Geometric group theory is the study of the interplay between groups and the spaces they act on, and has its roots in the works of Henri Poincaré, Felix Klein, J.H.C. Whitehead, and Max Dehn. Office Hours with a Geometric Group Theorist brings together leading experts who provide one-on-one instruction on key topics in this exciting and relatively new field of mathematics. It's like having office hours with your most trusted math professors.

An essential primer for undergraduates making the leap to graduate work, the book begins with free groups—actions of free groups on trees, algorithmic questions about free groups, the ping-pong lemma, and automorphisms of free groups. It goes on to cover several large-scale geometric invariants of groups, including quasi-isometry groups, Dehn functions, Gromov hyperbolicity, and asymptotic dimension. It also delves into important examples of groups, such as Coxeter groups, Thompson's groups, right-angled Artin groups, lamplighter groups, mapping class groups, and braid groups.

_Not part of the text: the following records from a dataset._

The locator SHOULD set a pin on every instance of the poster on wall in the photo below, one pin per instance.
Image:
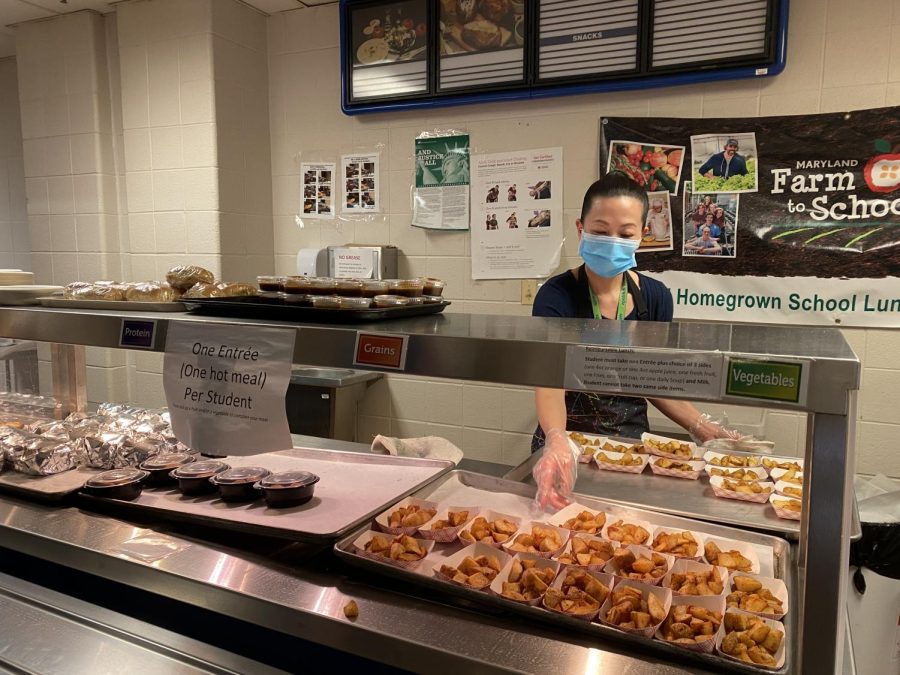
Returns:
(813, 199)
(516, 214)
(482, 43)
(361, 183)
(441, 193)
(388, 49)
(317, 190)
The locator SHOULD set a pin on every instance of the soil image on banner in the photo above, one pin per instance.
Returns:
(826, 205)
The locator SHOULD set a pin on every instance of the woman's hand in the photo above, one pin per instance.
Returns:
(556, 471)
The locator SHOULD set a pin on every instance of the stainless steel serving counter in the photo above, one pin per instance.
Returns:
(293, 591)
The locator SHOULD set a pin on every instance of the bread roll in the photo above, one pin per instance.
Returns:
(151, 291)
(183, 277)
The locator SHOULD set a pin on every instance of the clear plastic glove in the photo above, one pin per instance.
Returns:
(556, 471)
(706, 428)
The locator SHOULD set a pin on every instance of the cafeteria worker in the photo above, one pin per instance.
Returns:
(604, 287)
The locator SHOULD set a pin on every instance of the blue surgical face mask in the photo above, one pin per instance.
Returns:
(607, 256)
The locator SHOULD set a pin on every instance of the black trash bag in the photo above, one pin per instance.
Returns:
(879, 550)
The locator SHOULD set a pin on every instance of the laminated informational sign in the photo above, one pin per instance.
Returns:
(225, 387)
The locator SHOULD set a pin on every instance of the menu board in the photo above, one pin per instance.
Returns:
(482, 43)
(388, 49)
(581, 38)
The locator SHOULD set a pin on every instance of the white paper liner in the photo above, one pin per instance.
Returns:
(787, 514)
(586, 537)
(645, 437)
(715, 603)
(776, 475)
(760, 472)
(696, 465)
(526, 528)
(699, 536)
(365, 537)
(683, 565)
(612, 568)
(781, 485)
(607, 580)
(647, 525)
(796, 460)
(474, 550)
(745, 549)
(664, 595)
(540, 562)
(571, 511)
(383, 518)
(606, 466)
(445, 535)
(490, 516)
(775, 586)
(710, 455)
(779, 655)
(717, 482)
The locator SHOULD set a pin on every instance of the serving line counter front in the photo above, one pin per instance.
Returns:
(296, 591)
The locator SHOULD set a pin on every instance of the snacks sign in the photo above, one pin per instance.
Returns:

The tone is conversational throughout, and the instruction is driven by examples.

Accessible to students who have taken a first course in abstract algebra, Office Hours with a Geometric Group Theorist also features numerous exercises and in-depth projects designed to engage readers and provide jumping-off points for research projects.

Assessment. For any undergraduates requiring a formal grade on this course, in addition to the presentations, I may give occasional problem sets.

Support. Office hours are by appointment. Please do not interpret this as no office hours! The Mathematics Support Center in Malott 256 also provides free tutoring, but if you're an undergraduate taking this course, then you're probably one of the tutors. I hope the group of students taking the course will constitute a stimulating and supportive community.